O atual diretor do Museu do Índio, José Carlos Levinho, lamenta a polarização em torno da Aldeia Maracanã e questiona a retirada dos índios e a derrubada da antiga sede.

“O prédio em si é uma referência, sim, para a cidade. A população por muitos anos reconheceu naquele lugar o Museu do Índio. Até hoje, aliás. E perder referências é muito ruim. Por outro lado, não adianta manter e não preservar. Temos que pensar em como iluminar nossas referências”, reflete.

Levinho diz ainda que o poder público deveria aproveitar esta crise para adotar uma solução exemplar quanto aos direitos dos índios.

“A questão é muito complexa e está muito judicializada. A direção da Funai está acompanhando o assunto. E a Procuradoria Federal também está à disposição. Temos que acompanhar para que nenhum direito dos índios seja violado”.
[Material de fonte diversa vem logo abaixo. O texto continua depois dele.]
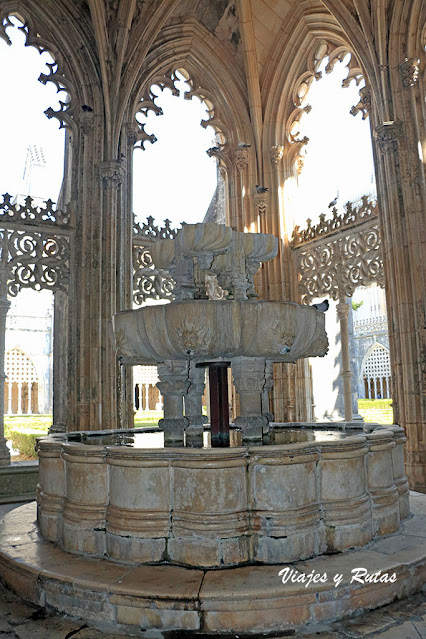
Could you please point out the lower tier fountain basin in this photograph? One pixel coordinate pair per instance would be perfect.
(219, 507)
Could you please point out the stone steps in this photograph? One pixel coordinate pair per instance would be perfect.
(246, 599)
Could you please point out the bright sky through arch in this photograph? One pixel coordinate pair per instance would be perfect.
(23, 122)
(175, 178)
(339, 154)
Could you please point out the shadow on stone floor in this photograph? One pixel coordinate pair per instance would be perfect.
(404, 619)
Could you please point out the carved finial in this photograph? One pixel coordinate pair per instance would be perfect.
(241, 159)
(364, 105)
(386, 135)
(276, 154)
(409, 70)
(111, 171)
(261, 201)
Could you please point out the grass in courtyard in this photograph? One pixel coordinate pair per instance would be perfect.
(147, 418)
(23, 429)
(376, 410)
(40, 423)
Nesta quarta-feira, a ministra da Cultura, Marta Suplicy, adicionou pressão pela preservação do antigo Museu do Índio e a não expulsão dos ocupantes.

“Esperamos que prevaleçam o interesse na preservação do patrimônio material e imaterial e a sensibilidade do governo do Estado”, disse a ministra, após uma conversa com o governador em exercício do Rio, Luiz Fernando Pezão, na qual informou que o Iphan já recomendou ao Estado o tombamento do imóvel.

Contagem regressiva

Com a entrega da notificação extrajudicial feita na sexta-feira, a expectativa é de que o Governo do Estado do Rio entre com ação, já na próxima semana, para reintegração de posse. A decisão no Judiciário está nas mãos do Tribunal Regional Federal (TRF).

Em dezembro, a presidente do órgão, juíza Maria Helena Cisne, cassou duas liminares que pediam a suspensão da retirada; em janeiro, o presidente em exercício do TRF, Raldênio Bonifacio Costa, deu dez dias para que a Advocacia Geral da União se manifestasse sobre o caso, o que garantiu mais tempo à ocupação.

“Mas a presidente do TRF não parece ter pressa e não dá qualquer sinal de que levará o caso às sessões mensais do colegiado do órgão. Isso prejudica os índios, porque sem uma decisão do colegiado, o caso pode ficar parado por anos, e prevalece a suspensão das liminares que nós e o Ministério Público apresentamos”, diz o defensor público André da Silva Ordacgy.

Na prática, com a manutenção da decisão anterior da juíza Maria Helena Cisne, tanto os índios podem ser retirados quanto o prédio pode ser demolido já na próxima semana.